Error for unnecessary "= ..."
This was previously Y0092, and it was removed because it had problems: #88
The trouble with this check is that flake8 produces undefined name errors if you use a name defined with just x: T elsewhere in the stub. That's correct in general but causes some false positives in typeshed.
Two possible solutions:
- Track in flake8-pyi whether a name has been used elsewhere in the stub, and emit an error only when it's not used elsewhere. The machinery @AlexWaygood added for detecting unused typevars could be reused for this.
- Somehow teach flake8 to not emit errors in this case. This allows us to always remove
= ..., which is more consistent. One approach could be to disable the standard flake8 undefined name error and add our own.
Following #364, flake8-with-flake8-pyi-installed no longer emits errors for this code:
x: int
y = x
That means we can now revisit this issue.
I just saw https://github.com/astral-sh/ruff/issues/8818 and I've been wondering, should this apply to enums? Given they can be dynamically generated. Maybe that's not a use-case we'd want to support.
I just saw astral-sh/ruff#8818 and I've been wondering, should this apply to enums? Given they can be dynamically generated. Maybe that's not a use-case we'd want to support.

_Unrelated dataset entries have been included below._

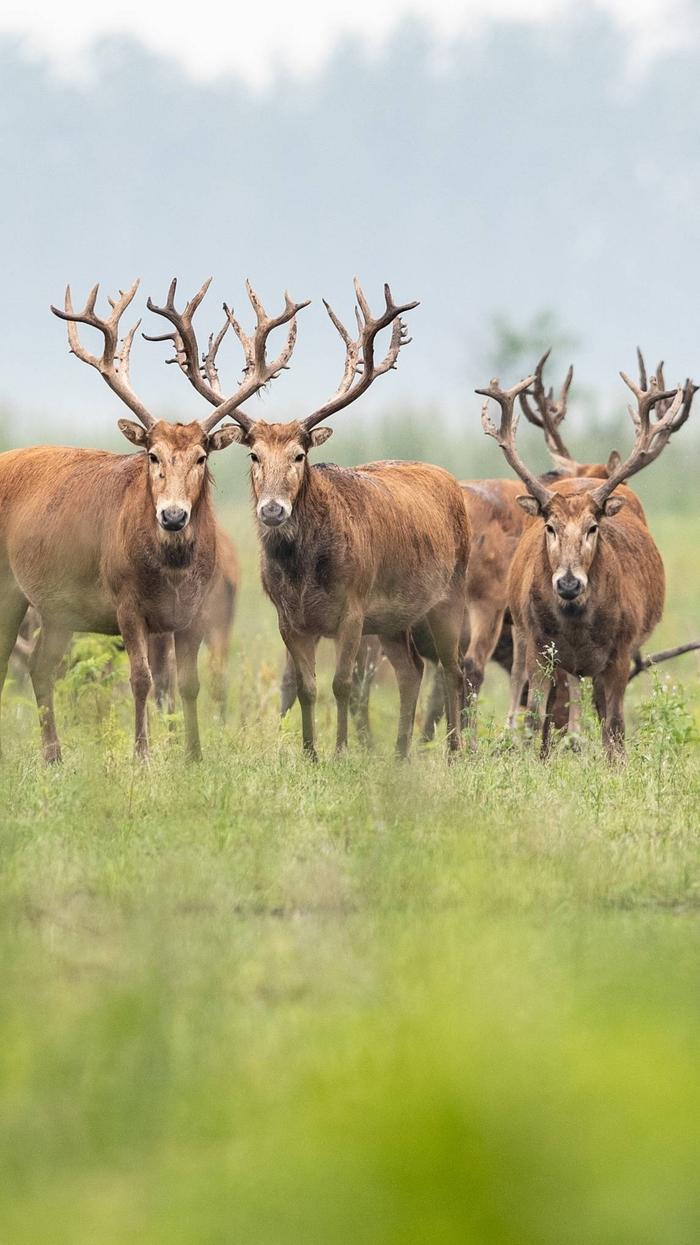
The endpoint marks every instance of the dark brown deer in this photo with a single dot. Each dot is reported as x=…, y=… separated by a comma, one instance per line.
x=350, y=552
x=551, y=412
x=118, y=543
x=587, y=582
x=217, y=623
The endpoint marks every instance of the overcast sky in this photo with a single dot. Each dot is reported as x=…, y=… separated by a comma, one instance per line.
x=253, y=40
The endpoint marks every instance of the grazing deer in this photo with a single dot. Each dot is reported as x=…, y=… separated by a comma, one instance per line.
x=348, y=552
x=118, y=543
x=587, y=582
x=217, y=623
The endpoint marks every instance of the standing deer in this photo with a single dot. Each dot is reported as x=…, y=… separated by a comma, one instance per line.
x=348, y=552
x=118, y=543
x=587, y=582
x=217, y=623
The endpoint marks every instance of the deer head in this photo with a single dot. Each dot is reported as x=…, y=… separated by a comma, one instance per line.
x=279, y=452
x=572, y=519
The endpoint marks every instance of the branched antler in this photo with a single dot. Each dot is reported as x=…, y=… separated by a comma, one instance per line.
x=673, y=407
x=549, y=413
x=113, y=362
x=360, y=367
x=506, y=433
x=202, y=371
x=688, y=395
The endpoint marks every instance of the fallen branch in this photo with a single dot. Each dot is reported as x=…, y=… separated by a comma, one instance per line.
x=664, y=655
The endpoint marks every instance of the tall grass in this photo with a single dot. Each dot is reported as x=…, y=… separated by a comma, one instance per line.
x=263, y=1001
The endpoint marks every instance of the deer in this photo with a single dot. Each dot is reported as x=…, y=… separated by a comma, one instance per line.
x=120, y=543
x=351, y=552
x=587, y=582
x=217, y=623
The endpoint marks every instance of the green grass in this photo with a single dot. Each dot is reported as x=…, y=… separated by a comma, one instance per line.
x=269, y=1002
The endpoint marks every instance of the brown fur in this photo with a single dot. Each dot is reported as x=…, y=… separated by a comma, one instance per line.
x=217, y=624
x=366, y=550
x=597, y=634
x=80, y=542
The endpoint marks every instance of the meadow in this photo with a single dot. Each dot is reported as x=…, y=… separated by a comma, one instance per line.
x=265, y=1001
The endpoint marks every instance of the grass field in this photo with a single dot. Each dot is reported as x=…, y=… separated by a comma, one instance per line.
x=259, y=1001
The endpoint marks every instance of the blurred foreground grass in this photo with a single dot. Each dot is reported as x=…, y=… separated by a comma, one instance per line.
x=262, y=1001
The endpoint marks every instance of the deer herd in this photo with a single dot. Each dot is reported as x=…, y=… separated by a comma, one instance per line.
x=554, y=575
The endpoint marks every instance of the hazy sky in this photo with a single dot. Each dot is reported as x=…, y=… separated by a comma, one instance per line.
x=253, y=40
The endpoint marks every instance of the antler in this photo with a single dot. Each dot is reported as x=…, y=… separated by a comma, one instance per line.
x=359, y=352
x=549, y=413
x=203, y=375
x=506, y=433
x=689, y=392
x=113, y=362
x=649, y=437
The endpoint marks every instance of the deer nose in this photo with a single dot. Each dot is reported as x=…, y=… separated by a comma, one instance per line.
x=173, y=518
x=568, y=587
x=272, y=514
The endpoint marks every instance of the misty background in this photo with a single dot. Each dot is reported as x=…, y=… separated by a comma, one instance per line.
x=527, y=188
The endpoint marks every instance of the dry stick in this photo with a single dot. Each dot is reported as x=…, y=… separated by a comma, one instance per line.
x=664, y=655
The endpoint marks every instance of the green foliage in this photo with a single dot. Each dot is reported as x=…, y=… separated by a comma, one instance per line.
x=517, y=347
x=265, y=1001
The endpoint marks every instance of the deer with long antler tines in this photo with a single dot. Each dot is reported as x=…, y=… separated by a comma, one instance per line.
x=587, y=582
x=118, y=543
x=350, y=552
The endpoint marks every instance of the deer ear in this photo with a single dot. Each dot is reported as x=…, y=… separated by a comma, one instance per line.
x=226, y=436
x=132, y=432
x=529, y=504
x=612, y=506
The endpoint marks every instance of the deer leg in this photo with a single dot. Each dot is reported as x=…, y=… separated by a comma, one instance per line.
x=45, y=660
x=539, y=702
x=288, y=686
x=187, y=649
x=614, y=681
x=486, y=620
x=11, y=614
x=217, y=643
x=363, y=677
x=574, y=709
x=346, y=645
x=303, y=653
x=435, y=710
x=518, y=675
x=136, y=643
x=445, y=623
x=407, y=666
x=161, y=662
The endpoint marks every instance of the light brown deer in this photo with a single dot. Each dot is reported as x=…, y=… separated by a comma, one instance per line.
x=348, y=552
x=587, y=582
x=217, y=623
x=118, y=543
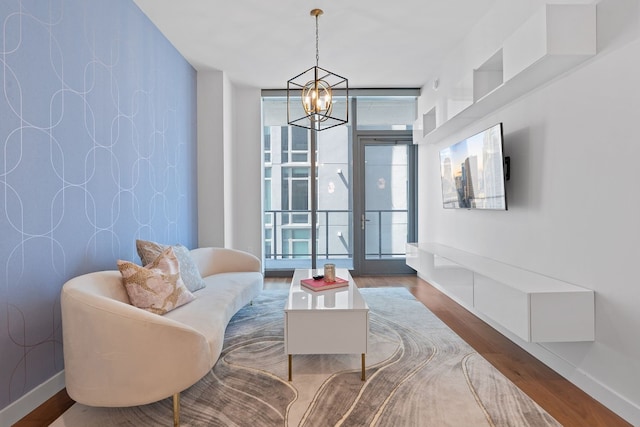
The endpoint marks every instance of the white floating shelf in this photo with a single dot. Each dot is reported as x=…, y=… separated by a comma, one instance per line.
x=550, y=43
x=534, y=307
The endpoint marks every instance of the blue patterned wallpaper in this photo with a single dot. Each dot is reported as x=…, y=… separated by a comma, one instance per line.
x=98, y=146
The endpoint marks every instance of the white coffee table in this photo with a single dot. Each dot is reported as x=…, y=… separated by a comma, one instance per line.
x=334, y=321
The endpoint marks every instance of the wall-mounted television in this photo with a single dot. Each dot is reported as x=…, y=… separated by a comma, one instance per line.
x=473, y=172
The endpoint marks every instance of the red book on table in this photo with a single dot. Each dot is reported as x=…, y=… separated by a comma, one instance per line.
x=321, y=285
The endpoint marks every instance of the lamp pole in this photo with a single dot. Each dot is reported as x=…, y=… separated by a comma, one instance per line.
x=314, y=195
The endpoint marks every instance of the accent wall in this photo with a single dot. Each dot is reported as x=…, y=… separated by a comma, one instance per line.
x=98, y=148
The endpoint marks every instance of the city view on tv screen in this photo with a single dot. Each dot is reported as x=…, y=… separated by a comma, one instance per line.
x=472, y=172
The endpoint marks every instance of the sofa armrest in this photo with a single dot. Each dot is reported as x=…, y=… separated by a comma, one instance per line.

I don't see any particular reason that this hypothetical check should exclude enums — the following two enums in a stub file should (I think) be interpreted the same way by a type checker, but the second one is more explicit:
from _typeshed import Incomplete
class Foo(Enum):
X = ...
Y = ...
class Bar(Enum):
X: Incomplete
Y: Incomplete
If code generators are currently generating Foo, instead of Bar, we should fix the code generators ;)
That said, I think the ruff maintainers are correct to say in https://github.com/astral-sh/ruff/issues/8818 that PIE796 probably shouldn't emit an error on Foo in a stub file.
I thought it was completely breaking type-safety (at least in pyright), but I just forgot to write it in a .pyi file, not .py (since in a .py file the vlaue needs to be initialized X: Any = ...)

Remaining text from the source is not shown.